Gerrymandering Merry-Go-Round

Member Group : Keith Naughton

America’s democracy is under attack.  The latest offender?  Weird shapes!  That’s right, congressional districts in many states look odd and this lack of aesthetics is clearly about to bring down the Republic.

Of course, the controversy over gerrymandering is really just about power.  The Democrats, who controlled the redistricting process for decades and did their own gerrymandering, have lost control to the Republicans.  And the GOP is using advanced analytics to press its advantage.  The focus on strange-looking congressional districts is just a fetish designed to rally a news media and public whose worldview is dominated by superficiality.

In re-drawing lines, both parties sought to limit the number of truly competitive congressional seats.  Using past voting behavior and matching that behavior with demographics, each party developed their own pretty solid predictive models of electorate behavior.  Both parties essentially walked away from actually persuading neutral or opposing voters.

Beyond this devaluation of persuasion, the current debate avoids important and fundamental questions about representation in a democracy.  Namely, what is fair representation?  Is it districts that contain all the same kinds of people (conservative or liberal; rural, urban or suburban and so on) – likely electing a Member of Congress who will be the pure representation of a particular political philosophy or economic interest?  Or are we better served with mixed districts where the Member has to compromise among many interests (and those interests need to try to accommodate one another)?
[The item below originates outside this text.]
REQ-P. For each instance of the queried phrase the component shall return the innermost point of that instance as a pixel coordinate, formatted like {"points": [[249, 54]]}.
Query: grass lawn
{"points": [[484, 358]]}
Should representation be about profit-maximization?  In other words, should states protect Members with seniority (i.e. power) so as to get more out of the federal government?  Certainly state legislators and local elected officials, whose own budgets and policy are heavily impacted by the federal government, would rather keep their Appropriations Committee Chair in place rather than protect some first-termer who can’t even find the Capitol cafeteria.

Perhaps districts should have the same demographic and partisan proportions as each state.  If that were the case, large swathes of the electorate would actually lose representation.  A purely proportional map where people voted by racial identity would result in zero African-Americans in Congress.  If we go by economic interests or rural v. urban, there would be no representation for rural or agricultural interests in Ohio, Pennsylvania, Michigan and Illinois – states which are mostly urban, but still have large rural constituencies.

In the end it is partisanship that has been placed front and center.  Democrats are claiming that their voters have been treated unfairly by mapmakers in states such as North Carolina, Wisconsin and Pennsylvania (ignoring the always-present option of actually persuading voters).  Their opening gambit has been the argument against weirdly shaped districts.

But the Democrats have a problem, their own voters are heavily clustered in cities, which means more Democratic votes are “wasted” in non-competitive contests than Republican votes.  There are urban congressional districts that vote in excess of 85% Democratic.  No such districts exist for Republicans.

The upshot:  In order for Democrats to get an equal proportion of Congressional seats they have to draw Congressional districts just as oddly shaped as Republican did.  The Democrats and their supporters in academia have come up with a thing called the “efficiency gap” – which is just a made-up concept meant to excuse their own gerrymandering.

In the end, there really is no proof that weird looking congressional districts are inherently unjust.  Nor is there a coherent argument against challenging both parties to simply work to persuade people in supposedly non-competitive districts.  Vote history is just that – history.  People can change their minds, it just involves effort and a bit of compromise.

Those who shake their fists at gerrymandering and clog the courts with their lawsuits are really announcing their own rigidity and intellectual bankruptcy to the world.